# Has anyone's STC ever done this?



## dannymars (23/11/15)

Wtf is going on here!?!?
https://youtu.be/gOBE9Oy_NEg


----------



## Yob (23/11/15)

tend to agree with the comments under the video


----------



## Crusty (23/11/15)

dannymars said:


> Wtf is going on here!?!?
> https://youtu.be/gOBE9Oy_NEg


Flash that bastard!
Don't toss it yet. It might still be fine.
Here you go.


----------



## Yob (24/11/15)

Crusty said:


> Flash that bastard!
> Don't toss it yet. It might still be fine.

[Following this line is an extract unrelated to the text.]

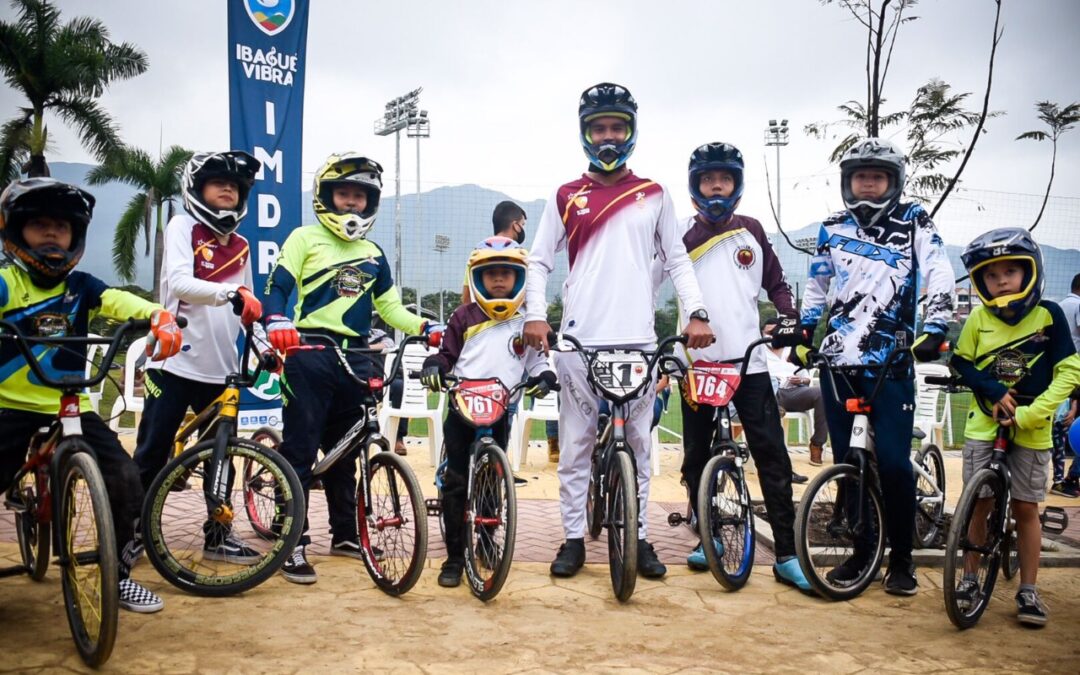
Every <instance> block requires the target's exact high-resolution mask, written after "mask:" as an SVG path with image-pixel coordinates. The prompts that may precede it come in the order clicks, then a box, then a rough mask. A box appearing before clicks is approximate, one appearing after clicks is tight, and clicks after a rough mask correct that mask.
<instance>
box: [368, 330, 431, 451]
mask: <svg viewBox="0 0 1080 675" xmlns="http://www.w3.org/2000/svg"><path fill="white" fill-rule="evenodd" d="M435 353H437V350H435V349H432V348H428V347H424V346H422V345H417V343H415V342H414V343H409V345H406V346H405V350H404V353H400V354H395V355H394V357H395V359H402V366H403V370H402V376H403V377H404V388H403V390H402V403H401V405H400V406H397V407H394V406H393V405H392V404H391V403H390V396H387V397H386V399H384V400H383V403H382V409H380V410H379V429H381V430H382V435H383V436H386V437H387V438H391V440H393V438H396V437H397V424H400V423H401V420H402V419H403V418H404V419H426V420H428V441H429V442H430V444H431V465H432V467H434V465H435V463H436V462H437V461H438V451H440V449H441V448H442V446H443V411H444V410H445V409H446V394H445V393H440V394H438V401H437V403H436V404H435V407H434V408H432V407H429V406H428V390H427V389H424V387H423V384H421V383H420V380H418V379H414V378H411V377H409V375H410V374H413V373H419V372H420V370H421V368H422V367H423V360H424V359H427V357H428V356H430V355H432V354H435ZM390 361H391V360H390V359H387V362H388V368H387V373H389V372H390V370H391V368H392V364H390V363H389V362H390Z"/></svg>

Hay Crusty, One of mine Ive got in the kids room has a slight fluctuation in it, I'll ship it to ya


----------



## Benn (24/11/15)

Do you flash STC's Crusty?


----------



## real_beer (24/11/15)

Benn said:


> Do you flash STC's Crusty?


Only if he's wearing gumboots and a raincoat at the time!


----------



## Crusty (24/11/15)

Benn said:


> Do you flash STC's Crusty?


I've flashed 3 of them as per the STC 1000+ thread.
My Smurto's golden ale in the fermenter is currently doing a 24hr ramp down from 18deg to 1deg for a cold crash.
Set point at the moment is 1.8 & falling with an hour or so left in the count down which is at 23h duration.
One of the most handy upgrades to the fermenting fridge for sure.


----------



## BradG (24/11/15)

Mine does. I had SP at 2degC. Flip flopping like a bitch. Fixed it by changing the sp to 3 degC


----------